In the field advice memo [PDF 133 KB], all of the facts presented are redacted. The IRS memo provides these conclusions:

  • When liabilities are nonrecourse to the owner, upon discharge of those liabilities in bankruptcy, the owner is treated as selling assets of the disregarded entities in exchange for release of the liabilities of the disregarded entities.
  • Under Reg. sections 1.1502-36(d)(6)(iv)(A) and 1.1502-32(b)(2)(iii), the taxpayer’s basis in the stock of the subsidiary is reduced as a result of an election under Reg. section 1.1502-36(d)(6) to reattribute the subsidiary’s net operating losses (NOLs) because such reattribution is a noncapital, nondeductible expense.
  • While the entities that owned Company A were insolvent, the insolvency exception under Reg. section 1.1502-36(d)(6)(iv)(B) does not apply because these entities were disregarded entities and not “subsidiaries.”

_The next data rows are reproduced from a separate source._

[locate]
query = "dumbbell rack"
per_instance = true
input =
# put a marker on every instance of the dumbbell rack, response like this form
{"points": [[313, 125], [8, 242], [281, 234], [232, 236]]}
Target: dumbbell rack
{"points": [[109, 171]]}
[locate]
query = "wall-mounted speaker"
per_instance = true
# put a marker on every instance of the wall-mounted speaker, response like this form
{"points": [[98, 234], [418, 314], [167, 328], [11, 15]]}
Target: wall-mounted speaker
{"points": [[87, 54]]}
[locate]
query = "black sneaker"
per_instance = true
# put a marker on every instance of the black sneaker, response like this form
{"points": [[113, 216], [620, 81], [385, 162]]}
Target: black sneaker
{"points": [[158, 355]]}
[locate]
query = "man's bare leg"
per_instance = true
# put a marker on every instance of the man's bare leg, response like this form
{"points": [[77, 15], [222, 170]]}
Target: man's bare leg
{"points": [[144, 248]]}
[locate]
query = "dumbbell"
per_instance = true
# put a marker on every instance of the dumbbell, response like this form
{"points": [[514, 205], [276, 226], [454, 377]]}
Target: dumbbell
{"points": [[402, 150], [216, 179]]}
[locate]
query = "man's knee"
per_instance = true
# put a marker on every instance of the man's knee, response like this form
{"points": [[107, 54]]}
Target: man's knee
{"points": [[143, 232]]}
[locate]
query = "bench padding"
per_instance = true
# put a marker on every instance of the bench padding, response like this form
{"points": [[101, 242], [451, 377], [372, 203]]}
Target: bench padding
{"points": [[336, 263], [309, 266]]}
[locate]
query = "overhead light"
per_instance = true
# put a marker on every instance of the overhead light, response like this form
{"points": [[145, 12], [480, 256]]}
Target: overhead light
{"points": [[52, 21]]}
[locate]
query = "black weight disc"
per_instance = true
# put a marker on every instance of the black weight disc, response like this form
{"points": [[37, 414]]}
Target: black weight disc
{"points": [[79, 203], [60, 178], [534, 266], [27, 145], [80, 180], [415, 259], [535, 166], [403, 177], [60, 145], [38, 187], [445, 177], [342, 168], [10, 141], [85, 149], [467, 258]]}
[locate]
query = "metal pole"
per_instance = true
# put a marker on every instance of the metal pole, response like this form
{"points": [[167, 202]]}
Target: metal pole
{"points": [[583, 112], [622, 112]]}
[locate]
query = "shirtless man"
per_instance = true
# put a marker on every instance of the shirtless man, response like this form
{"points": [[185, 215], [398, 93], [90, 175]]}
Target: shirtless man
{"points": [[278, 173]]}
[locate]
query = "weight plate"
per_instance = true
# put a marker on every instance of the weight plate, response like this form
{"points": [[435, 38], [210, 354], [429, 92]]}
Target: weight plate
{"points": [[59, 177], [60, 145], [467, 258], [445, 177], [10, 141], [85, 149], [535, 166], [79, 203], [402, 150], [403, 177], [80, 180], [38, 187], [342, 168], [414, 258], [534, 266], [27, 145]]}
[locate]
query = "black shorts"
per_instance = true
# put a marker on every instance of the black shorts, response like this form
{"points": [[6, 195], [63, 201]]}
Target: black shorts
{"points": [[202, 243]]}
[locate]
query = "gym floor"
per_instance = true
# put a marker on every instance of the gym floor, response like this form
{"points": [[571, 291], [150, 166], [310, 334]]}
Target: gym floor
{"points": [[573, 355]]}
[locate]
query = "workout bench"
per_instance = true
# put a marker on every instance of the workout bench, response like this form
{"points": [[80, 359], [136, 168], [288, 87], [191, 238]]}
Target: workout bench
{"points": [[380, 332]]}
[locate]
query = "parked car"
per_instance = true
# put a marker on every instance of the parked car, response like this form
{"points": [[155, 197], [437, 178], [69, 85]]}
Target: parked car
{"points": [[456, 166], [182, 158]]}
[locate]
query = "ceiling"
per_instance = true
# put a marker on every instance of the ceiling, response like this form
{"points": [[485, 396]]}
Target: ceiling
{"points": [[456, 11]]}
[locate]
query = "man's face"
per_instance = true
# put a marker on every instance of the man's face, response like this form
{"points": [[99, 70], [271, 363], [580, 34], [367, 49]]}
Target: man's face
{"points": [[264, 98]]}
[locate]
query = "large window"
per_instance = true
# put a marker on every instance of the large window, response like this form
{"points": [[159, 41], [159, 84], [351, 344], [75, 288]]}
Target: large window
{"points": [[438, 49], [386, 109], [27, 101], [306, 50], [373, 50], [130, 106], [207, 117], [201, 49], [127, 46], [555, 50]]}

  • Company B is a “successor” because Company B is treated as receiving the NOLs in a section 381 transaction. This treatment is in accordance with the “as the context may require” provision of Reg. section 1.1502-21(f)(1) because the treatment is consistent with the purpose of Reg. section 1.1502-36(d) (6)—provided that Company B includes only its post-separation taxable income in the SRLY register.
  • Since Company A is not in bankruptcy, its tax attributes are not property of the bankruptcy estate, and the automatic stay does not prevent Company B from making an election under Reg. section 1.1502-36(d)(6).